Womit wir bei dieser Woche wären und dem Ereignis, das den französischen Präsidenten ausrufen ließ: "Das Feuer trifft auch unsere Herzen." Es ist aufschlussreich, wie die verschiedenen Feuilletons damit umgehen – man könnte sagen, welche Wege der Pathosumgehung sie am Tag drei nach dem Brand wählen. Christophe Büchi spricht in der NZZ mit Blick auf die Kathedrale von einem "Verhältnis von Distanz und Nähe, das auch in diesen Tagen der Trauer wieder zum Vorschein kommt."

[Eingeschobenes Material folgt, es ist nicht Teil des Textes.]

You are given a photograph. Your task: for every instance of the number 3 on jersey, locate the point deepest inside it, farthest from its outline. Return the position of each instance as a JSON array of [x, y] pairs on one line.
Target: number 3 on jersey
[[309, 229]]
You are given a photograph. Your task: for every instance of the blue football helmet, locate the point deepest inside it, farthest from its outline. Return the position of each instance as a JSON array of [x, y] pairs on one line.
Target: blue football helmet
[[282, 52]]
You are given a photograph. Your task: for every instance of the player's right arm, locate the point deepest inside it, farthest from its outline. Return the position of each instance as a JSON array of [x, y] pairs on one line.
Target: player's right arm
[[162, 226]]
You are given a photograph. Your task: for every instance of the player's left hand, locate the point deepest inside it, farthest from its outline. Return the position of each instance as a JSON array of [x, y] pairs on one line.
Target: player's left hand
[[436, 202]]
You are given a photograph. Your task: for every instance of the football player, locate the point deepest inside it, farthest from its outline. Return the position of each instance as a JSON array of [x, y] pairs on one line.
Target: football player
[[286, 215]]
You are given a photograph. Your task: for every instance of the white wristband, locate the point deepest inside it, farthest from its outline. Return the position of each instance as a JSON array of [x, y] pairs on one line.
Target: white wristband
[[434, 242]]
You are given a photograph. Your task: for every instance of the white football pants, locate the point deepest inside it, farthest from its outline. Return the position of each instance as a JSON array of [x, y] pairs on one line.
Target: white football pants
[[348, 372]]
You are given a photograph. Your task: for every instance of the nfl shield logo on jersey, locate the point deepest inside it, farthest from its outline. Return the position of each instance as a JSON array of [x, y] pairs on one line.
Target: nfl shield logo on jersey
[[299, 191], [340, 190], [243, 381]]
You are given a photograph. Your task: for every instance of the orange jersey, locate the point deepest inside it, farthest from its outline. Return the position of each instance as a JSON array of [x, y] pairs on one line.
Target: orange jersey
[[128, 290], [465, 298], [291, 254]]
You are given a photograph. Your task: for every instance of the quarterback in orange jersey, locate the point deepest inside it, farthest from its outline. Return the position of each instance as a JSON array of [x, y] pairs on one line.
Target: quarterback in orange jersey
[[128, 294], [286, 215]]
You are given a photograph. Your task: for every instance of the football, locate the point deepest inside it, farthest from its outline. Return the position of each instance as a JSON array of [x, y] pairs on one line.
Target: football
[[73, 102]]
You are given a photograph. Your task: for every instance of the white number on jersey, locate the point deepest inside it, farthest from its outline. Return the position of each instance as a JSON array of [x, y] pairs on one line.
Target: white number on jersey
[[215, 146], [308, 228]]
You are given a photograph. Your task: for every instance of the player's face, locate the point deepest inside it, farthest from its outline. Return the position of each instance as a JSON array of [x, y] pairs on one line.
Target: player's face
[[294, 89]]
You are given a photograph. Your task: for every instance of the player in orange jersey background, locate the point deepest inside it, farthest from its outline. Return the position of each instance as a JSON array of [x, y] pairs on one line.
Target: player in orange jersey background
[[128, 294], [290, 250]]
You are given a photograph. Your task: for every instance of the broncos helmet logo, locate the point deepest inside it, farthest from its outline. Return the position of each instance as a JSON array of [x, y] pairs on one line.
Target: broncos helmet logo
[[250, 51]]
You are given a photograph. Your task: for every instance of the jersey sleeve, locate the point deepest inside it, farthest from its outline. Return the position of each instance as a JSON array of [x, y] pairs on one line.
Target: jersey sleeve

"Goethe schüttelte sich vor Abscheu"

Die SÜDDEUTSCHE fächert das Potenzial von Notre Dame in ihrer ganzen feuilletonistischen Breite auf: Gottfried Knapp zeichnet ihr Bild in der Kunst nach, Fritz Göttler erzählt: "Auch das Kino hat die Kirche zum Mythos gemacht", Helmut Mauró erklärt: "Die Proportionen des Gebäudes prägten die Musik einer ganzen Epoche", und Gustav Seibt widmet sich Victor Hugos Roman "Notre Dame de Paris". Zitat: "Goethe schüttelte sich vor Abscheu".
Bernhard Schulz fügt dieser Kulturgeschichte im TAGESSPIEGEL noch ein Medium hinzu: die koloriere Bildpostkarte. Eine solche, die die von den Deutschen im September 1914 in Brand geschossene Kathedrale von Reims zeigte, wurde in Frankreich lange verkauft. "Der Brand von Paris", schreibt Schulz, "ruft keine vergleichbaren Assoziationen auf. Dass rund um den Globus Menschen entsetzt sind und Anteil nehmen, ist ein gutes Zeichen. Aber auch ein Zeichen dafür, dass die gotische Kathedrale vielleicht doch so etwas ist wie ein Abbild des Himmels." Womit Schulz nicht ganz pathos-frei aus der Sache herauskommt. Er bemerkt außerdem, dass der Staatspräsident "seinen Tageskalender beiseite schob und Worte der Erschütterung fand."

"Schicke EU-Leader"

Und sich umgehend vor Ort einfand. Die TAZ bringt ein Bild, das das Ehepaar Macron vor der brennenden Kathedrale zeigt, mittendrin, aber natürlich sicher. Yasmine M’Bareks Thema sind "Schicke EU-Leader". "Durch den Brand der Kathedrale Notre-Dame", meint sie, "konnte Frankreichs Präsident Emmanuel Macron das Finale seiner großen nationalen Debatte noch einmal hinauszögern." Und: "Westeuropas liberale Größen sind gut darin, sich als politische Alphatiere zu inszenieren. Wenn es konkret wird, bleiben (sie – gemeint sind) Macron und Lindner aber zu viel schuldig."
Jürgen Kaube prangert in der FAZ einen "giftigen Reflex der Schuldzuweisung" an und nutzt die Gelegenheit, das Verhältnis der Medien im Allgemeinen und seines Feuilletons im Besonderen zur AfD klarzustellen.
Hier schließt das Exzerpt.